Compression — its purpose, and the distinction between lossy and lossless compression and when each is appropriate.
Run-length encoding (RLE) — a worked lossless technique exploiting runs of repeated values.
Dictionary-based compression — a worked lossless technique replacing repeated sequences with codes from a dictionary.
Encryption — its purpose and the idea of a key.
The Caesar cipher — a worked shift cipher and why it is weak.
The Vernam cipher (one-time pad) — its method, the requirements on its key, and why it offers perfect security.
The distinction between perfect security (Vernam) and computational security (every practical cipher).

These ideas connect directly to image/sound representation (what is being compressed) and to network security.

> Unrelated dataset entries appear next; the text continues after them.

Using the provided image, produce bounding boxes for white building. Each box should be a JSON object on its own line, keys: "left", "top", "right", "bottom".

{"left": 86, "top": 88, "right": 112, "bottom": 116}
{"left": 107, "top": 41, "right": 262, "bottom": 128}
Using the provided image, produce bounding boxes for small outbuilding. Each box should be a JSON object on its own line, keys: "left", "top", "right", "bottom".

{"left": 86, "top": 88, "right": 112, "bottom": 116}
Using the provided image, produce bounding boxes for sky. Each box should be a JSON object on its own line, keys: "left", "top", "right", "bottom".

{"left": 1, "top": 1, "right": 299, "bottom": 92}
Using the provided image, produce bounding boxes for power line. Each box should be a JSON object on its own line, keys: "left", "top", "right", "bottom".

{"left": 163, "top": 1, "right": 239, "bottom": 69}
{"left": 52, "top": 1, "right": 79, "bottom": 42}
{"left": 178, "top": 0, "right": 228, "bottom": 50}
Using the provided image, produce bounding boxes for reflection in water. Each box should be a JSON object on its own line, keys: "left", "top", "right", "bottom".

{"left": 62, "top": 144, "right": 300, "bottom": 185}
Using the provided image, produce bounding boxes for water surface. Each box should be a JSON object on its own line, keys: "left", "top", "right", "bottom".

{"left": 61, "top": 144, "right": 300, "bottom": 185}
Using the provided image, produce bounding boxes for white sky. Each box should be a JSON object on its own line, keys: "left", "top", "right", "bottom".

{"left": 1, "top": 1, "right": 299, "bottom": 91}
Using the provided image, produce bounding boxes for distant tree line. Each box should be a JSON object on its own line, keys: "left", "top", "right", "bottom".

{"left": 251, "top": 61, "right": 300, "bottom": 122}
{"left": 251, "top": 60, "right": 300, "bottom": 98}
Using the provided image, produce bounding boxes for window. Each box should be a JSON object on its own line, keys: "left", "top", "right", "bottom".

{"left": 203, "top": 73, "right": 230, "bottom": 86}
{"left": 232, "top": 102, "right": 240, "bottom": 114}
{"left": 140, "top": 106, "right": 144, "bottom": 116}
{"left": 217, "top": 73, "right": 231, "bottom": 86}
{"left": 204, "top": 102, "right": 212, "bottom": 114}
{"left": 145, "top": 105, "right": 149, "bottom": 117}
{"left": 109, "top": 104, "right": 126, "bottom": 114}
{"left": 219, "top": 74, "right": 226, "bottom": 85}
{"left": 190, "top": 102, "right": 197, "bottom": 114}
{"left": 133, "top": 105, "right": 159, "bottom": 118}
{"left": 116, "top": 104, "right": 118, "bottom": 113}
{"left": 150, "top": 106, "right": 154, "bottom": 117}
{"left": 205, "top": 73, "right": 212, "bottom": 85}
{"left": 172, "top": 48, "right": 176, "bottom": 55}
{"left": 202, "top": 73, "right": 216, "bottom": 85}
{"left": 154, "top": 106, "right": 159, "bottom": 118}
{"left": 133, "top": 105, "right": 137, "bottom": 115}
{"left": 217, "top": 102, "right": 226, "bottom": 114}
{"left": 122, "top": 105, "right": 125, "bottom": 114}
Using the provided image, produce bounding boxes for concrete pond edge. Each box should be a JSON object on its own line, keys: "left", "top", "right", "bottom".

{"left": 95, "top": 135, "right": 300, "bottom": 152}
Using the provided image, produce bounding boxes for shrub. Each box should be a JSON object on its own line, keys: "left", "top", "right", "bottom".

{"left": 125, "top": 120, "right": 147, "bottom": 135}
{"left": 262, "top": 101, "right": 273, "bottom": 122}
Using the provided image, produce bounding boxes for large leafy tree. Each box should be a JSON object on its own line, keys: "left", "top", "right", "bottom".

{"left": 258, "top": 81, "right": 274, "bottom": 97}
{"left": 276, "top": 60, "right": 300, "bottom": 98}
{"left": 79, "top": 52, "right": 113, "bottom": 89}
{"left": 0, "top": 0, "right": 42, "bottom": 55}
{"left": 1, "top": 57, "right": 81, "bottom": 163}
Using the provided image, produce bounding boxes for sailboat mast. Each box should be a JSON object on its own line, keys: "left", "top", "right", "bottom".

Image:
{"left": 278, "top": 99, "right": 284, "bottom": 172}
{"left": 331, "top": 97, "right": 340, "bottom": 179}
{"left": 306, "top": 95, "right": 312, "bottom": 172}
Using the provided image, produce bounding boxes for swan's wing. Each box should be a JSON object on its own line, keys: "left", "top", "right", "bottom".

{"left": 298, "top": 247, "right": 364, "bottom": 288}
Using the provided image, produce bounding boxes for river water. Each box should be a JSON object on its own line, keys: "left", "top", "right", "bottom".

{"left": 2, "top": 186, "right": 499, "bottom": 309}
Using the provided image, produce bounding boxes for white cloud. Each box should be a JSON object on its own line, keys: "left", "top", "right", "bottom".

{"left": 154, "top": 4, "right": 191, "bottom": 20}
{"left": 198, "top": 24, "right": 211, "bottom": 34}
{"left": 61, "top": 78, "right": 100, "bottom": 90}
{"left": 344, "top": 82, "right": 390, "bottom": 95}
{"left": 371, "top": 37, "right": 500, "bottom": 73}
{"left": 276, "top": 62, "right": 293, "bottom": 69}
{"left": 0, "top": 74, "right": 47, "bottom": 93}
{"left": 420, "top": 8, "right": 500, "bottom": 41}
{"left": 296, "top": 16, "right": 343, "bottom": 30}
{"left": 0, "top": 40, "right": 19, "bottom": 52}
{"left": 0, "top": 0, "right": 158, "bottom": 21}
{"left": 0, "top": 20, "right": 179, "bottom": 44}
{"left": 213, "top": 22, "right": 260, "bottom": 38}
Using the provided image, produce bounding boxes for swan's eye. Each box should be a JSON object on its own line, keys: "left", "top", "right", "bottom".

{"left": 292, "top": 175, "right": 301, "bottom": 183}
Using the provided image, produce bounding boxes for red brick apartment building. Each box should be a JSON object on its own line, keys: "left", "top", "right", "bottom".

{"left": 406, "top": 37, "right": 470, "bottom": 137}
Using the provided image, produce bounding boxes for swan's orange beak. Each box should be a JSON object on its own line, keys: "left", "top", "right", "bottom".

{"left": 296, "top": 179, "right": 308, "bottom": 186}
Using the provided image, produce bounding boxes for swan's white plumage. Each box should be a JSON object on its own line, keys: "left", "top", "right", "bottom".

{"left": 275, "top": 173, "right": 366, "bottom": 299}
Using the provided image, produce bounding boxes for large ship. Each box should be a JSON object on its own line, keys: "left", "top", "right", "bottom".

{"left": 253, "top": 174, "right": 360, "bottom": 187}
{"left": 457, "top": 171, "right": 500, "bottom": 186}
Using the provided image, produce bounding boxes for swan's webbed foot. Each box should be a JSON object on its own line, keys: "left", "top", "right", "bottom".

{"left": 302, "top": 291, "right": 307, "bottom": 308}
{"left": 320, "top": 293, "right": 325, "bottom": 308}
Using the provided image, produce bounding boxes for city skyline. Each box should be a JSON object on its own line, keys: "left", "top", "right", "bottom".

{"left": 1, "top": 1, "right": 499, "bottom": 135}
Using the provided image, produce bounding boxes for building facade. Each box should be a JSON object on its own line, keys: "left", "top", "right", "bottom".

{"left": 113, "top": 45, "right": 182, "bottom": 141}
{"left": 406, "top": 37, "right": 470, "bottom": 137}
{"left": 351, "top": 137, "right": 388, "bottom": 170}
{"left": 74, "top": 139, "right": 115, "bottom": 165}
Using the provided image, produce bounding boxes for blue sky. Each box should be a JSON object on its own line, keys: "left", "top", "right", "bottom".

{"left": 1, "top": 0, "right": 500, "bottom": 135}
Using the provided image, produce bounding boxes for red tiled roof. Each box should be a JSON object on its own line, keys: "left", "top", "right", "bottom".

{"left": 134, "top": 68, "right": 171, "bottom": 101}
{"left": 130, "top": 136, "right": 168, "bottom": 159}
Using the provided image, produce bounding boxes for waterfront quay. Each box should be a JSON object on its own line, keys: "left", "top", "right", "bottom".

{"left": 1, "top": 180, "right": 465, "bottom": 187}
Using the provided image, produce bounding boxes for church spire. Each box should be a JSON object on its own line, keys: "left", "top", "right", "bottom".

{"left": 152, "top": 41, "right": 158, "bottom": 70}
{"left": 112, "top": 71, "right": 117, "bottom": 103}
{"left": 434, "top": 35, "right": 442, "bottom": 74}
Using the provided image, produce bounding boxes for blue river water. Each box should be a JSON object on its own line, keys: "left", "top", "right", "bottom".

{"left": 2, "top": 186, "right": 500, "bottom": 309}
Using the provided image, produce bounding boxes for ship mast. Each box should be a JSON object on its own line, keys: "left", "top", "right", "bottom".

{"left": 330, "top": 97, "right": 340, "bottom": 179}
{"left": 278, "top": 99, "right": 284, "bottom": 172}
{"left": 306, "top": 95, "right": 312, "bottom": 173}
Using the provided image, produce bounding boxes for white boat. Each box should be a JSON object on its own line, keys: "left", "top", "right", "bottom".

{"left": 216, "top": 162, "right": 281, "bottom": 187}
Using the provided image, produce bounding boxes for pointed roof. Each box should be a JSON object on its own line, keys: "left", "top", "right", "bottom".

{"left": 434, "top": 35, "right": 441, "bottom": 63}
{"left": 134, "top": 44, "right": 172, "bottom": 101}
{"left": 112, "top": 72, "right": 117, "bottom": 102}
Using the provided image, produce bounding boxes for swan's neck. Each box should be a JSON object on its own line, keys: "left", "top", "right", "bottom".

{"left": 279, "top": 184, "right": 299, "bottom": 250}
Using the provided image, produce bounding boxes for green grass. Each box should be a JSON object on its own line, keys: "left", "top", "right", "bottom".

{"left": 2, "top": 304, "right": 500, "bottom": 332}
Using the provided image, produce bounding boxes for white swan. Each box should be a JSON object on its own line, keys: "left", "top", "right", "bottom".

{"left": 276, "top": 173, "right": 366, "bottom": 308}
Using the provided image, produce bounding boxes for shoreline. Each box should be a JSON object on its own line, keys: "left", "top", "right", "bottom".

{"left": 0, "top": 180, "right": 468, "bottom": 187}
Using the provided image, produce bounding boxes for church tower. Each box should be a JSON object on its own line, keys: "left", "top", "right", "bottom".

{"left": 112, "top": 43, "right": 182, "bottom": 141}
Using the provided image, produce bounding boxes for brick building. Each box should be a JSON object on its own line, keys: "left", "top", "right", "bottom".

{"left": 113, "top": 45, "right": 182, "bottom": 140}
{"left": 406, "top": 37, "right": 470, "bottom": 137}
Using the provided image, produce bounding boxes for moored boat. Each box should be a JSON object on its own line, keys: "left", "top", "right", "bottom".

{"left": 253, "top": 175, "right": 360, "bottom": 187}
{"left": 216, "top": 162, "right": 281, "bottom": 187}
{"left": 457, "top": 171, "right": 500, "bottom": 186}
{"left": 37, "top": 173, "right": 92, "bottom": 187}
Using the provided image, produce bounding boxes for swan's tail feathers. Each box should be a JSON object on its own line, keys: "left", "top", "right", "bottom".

Compression: Why and Two Kinds

Compression is the process of encoding data so that it occupies fewer bits than its original representation. The benefits are concrete: less storage space, faster transmission, and lower bandwidth/cost. There are two fundamentally different categories.

Lossless compression reduces size with no loss of information — the original data is reconstructed exactly when decompressed. It works by removing statistical redundancy (repetition and predictability) rather than discarding content.
Lossy compression reduces size by permanently discarding information judged less important (often using models of human perception). The decompressed data is an approximation of the original — the discarded detail is gone forever — but the files are far smaller.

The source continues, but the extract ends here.